COVID-19 Report 6: What does herd immunity mean for South Africa?
This is issue 6 of COVID-19 Report. We point you to the latest quality science on the pandemic. If you come across unfamiliar terms, there is a glossary at the bottom of the article.
School and COVID-19
Since schools are returning, we try to point you to the latest reputable research we’re aware of on children, teachers, schools and COVID-19.
Children are less likely to get ill from COVID-19 than adults. This review of 45 scientific papers from January to March found that children accounted for 1 to 5% of diagnosed cases. The largest dataset they looked at, a Chinese one, considered anyone up to 19 years old a child.
Children usually had milder disease than adults and deaths were rare. For example, in Italy, at the time of the study, no one under the age of 30 had died of COVID-19.
The authors write: “Diagnostic findings have been similar to adults, with fever and respiratory symptoms being prevalent, but fewer children seem to have developed severe pneumonia.”
An editorial in the same journal says: “[E]ven though children tend to have mild forms of COVID-19, that does not mean that we should ignore those who have the disease. We still need to take measures to prevent them becoming infected if we are to mitigate the pandemic.”

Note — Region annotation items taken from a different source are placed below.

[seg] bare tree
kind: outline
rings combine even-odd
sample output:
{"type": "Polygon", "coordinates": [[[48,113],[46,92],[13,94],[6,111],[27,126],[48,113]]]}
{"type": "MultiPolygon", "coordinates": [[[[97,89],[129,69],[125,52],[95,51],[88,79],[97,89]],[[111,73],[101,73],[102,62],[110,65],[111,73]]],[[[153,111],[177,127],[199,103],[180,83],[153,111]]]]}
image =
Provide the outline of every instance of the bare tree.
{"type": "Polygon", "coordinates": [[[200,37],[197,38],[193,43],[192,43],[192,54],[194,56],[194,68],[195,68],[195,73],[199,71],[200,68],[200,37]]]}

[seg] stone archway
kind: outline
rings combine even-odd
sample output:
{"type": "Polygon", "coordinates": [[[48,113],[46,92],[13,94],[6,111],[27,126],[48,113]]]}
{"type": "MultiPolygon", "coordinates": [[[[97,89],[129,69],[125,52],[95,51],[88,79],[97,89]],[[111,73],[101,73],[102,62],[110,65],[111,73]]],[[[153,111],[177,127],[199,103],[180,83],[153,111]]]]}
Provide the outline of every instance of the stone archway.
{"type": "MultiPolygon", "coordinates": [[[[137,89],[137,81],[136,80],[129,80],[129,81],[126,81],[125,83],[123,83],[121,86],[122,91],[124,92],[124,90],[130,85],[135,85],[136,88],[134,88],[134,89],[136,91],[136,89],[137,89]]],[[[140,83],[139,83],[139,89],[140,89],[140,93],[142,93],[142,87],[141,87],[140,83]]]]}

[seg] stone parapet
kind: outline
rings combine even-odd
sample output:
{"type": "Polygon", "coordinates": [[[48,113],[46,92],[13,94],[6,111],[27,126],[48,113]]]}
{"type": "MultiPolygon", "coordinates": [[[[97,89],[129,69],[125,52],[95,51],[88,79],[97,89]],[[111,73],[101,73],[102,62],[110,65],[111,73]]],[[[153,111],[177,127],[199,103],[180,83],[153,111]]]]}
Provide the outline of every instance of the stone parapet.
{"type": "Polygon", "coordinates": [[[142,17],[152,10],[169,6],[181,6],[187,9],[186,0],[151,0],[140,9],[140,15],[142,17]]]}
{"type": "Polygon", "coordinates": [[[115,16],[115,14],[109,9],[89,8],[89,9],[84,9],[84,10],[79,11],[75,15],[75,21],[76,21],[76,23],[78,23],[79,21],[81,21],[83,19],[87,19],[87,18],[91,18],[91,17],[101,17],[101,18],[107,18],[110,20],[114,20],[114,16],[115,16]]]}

In South Africa, as of Wednesday, 5 of the 792 recorded deaths are in people younger than 20, less than 1%.
There is little reliable research on how infectious children are in a school environment. This article in The Conversation examines the limited data from schools in several countries. It has many useful links to primary sources. It concludes that for England, a “progressive return of children back to school, supported by adequate preventive measures and an effective test, track and isolate strategy” is advisable. How applicable to South Africa this is isn’t clear.
The World Health Organisation has published key messages for controlling COVID-19 in schools. Parents, teachers and learners should read it.
South African schools reopen as the epidemic escalates in some areas. Many children have to use cramped public transport like minibus taxis, and classrooms are often overcrowded. A large number of older people live in the houses of school-going children.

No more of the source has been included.